Page MenuHomePhabricator

Varnish/ATS should not decode URIs for /w/rest.php
Closed, ResolvedPublic

Description

Up until now, MediaWiki ingested all needed parameters through the query string (be it /w/index.php or /w/api.php), meaning that decoding the parameters prior to handling them over made sense (and.moreover, was desirable). However, with the advent of the REST API implementation in MediaWiki, we will have to change the rules of the game. Just like it is currently being done for /api/rest_v1/, Varnish and ATS should leave the original URI path untouched (read: encoded) for /w/rest.php. First reported in T235375, it was discovered in T235439 that the decoding of the URI happens on the Varnish layer. This is undesirable because it makes it impossible for the REST route matching algorithm to find the appropriate handler. E.g., when issuing a request for the path /w/rest.php/en.wikipedia.beta.wmflabs.org/v3/page/pagebundle/User%3APchelolo%2FOnDemand_Test/275844, Varnish decodes %3A and %2F into : and /, respectively, and passes /w/rest.php/en.wikipedia.beta.wmflabs.org/v3/page/pagebundle/User:Pchelolo/OnDemand_Test/275844 to the appserver. This, in turn, prompts MW to respond with a 404 because of the extra / in the path.

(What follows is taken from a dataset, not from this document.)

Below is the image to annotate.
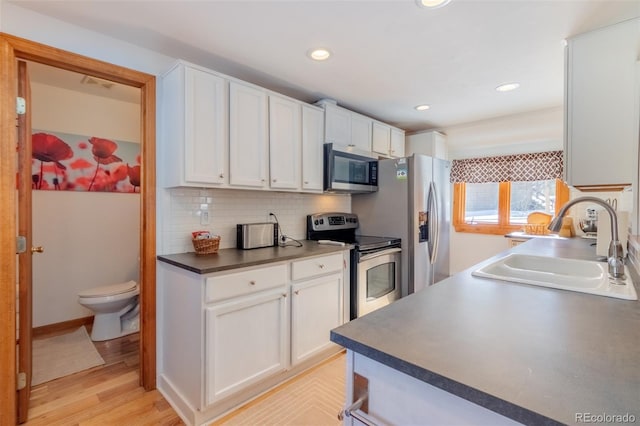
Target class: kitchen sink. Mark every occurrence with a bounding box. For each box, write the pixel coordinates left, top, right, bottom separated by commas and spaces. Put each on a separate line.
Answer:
472, 254, 638, 300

With the move from Parsoid/JS to Parsoid/PHP underway, this is somewhat urgent matter since it means we can't use the Parsoid/PHP REST API in Beta from the outside.

The manifestation of the problem can be witnessed by trying to contact Parsoid/PHP from inside and outside of Beta:

external call
$ curl -H'Host: en.wikipedia.beta.wmflabs.org' https://en.wikipedia.beta.wmflabs.org/w/rest.php/en.wikipedia.beta.wmflabs.org/v3/page/pagebundle/User%3APchelolo%2FOnDemand_Test/275844 -v
< HTTP/2 404 
< server: deployment-mediawiki-parsoid10.deployment-prep.eqiad.wmflabs
< x-powered-by: PHP/7.2.22-1+0~20190902.26+debian9~1.gbpd64eb7+wmf1
< x-varnish: 108733149, 42466902
< x-cache: deployment-cache-text05 pass, deployment-cache-text05 pass
< x-cache-status: pass
inside beta
$ curl -H 'Host: en.wikipedia.beta.wmflabs.org' deployment-mediawiki-parsoid10/w/rest.php/en.wikipedia.beta.wmflabs.org/v3/page/pagebundle/User%3APchelolo%2FOnDemand_Test/275844 -v
< HTTP/1.1 200 OK
< Date: Tue, 15 Oct 2019 09:05:41 GMT
< Server: deployment-mediawiki-parsoid10.deployment-prep.eqiad.wmflabs
< X-Powered-By: PHP/7.2.22-1+0~20190902.26+debian9~1.gbpd64eb7+wmf1

Event Timeline

mobrovac created this task.
Restricted Application added a subscriber: Aklapper. · View Herald Transcript

In ATS-land, URI path normalization can be configured by passing the right parameters to the script normalize-path.lua. See the current restbase config as an example.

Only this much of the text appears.